Aber nicht nur die Medien, auch Franco Foda selbst hat immer wieder versucht zu kommunizieren, was er von seiner Mannschaft verlangt und welchen Fußball er mit dem ÖFB-Team spielen möchte. Neben der Systemflexibilität hat er auch unterstrichen, dass die übergeordneten Spielprinzipien wie Aktivität, sauberes Aufbauspiel und schnelles Spiel in die Spitze unabhängig vom Gegner gleich bleiben werden. Die Spielstruktur und Spielcharakteristik des jeweiligen Gegners soll dabei aber natürlich nicht völlig außer Acht gelassen werden und im eigenen Matchplan immer wieder zum Ausdruck kommen.

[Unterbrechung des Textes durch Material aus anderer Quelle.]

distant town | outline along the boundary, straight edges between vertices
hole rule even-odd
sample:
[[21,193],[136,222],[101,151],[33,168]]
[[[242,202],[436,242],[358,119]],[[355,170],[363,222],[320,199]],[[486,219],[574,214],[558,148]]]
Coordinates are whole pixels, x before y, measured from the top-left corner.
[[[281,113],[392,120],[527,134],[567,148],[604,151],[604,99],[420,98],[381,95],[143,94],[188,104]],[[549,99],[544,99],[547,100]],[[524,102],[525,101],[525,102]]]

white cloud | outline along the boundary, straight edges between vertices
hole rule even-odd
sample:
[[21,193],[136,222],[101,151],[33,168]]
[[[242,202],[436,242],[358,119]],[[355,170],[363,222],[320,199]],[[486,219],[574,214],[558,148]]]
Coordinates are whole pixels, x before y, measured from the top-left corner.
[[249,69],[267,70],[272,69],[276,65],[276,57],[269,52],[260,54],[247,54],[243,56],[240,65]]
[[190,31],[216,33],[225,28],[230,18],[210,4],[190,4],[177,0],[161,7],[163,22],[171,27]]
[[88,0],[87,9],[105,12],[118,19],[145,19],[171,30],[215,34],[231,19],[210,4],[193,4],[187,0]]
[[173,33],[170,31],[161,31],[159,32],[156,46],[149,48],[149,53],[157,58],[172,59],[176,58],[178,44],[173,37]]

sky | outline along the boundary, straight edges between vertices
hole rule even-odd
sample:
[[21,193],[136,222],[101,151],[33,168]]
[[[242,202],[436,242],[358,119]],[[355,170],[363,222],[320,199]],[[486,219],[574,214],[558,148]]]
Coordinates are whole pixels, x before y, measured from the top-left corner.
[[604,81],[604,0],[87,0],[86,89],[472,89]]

Dass Foda dies mit Veränderungen in der eigenen Struktur oder der Anpassung von individuellen Spielerrollen äußerst pragmatisch und effizient lösen kann, hat er zuletzt bei Sturm Graz nicht nur einmal gezeigt.
Nach den recht oberflächlichen Beschreibungen schauen wir uns nun konkret an, was von diesen Ideen auf dem Platz der Wörthersee-Arena umgesetzt worden ist.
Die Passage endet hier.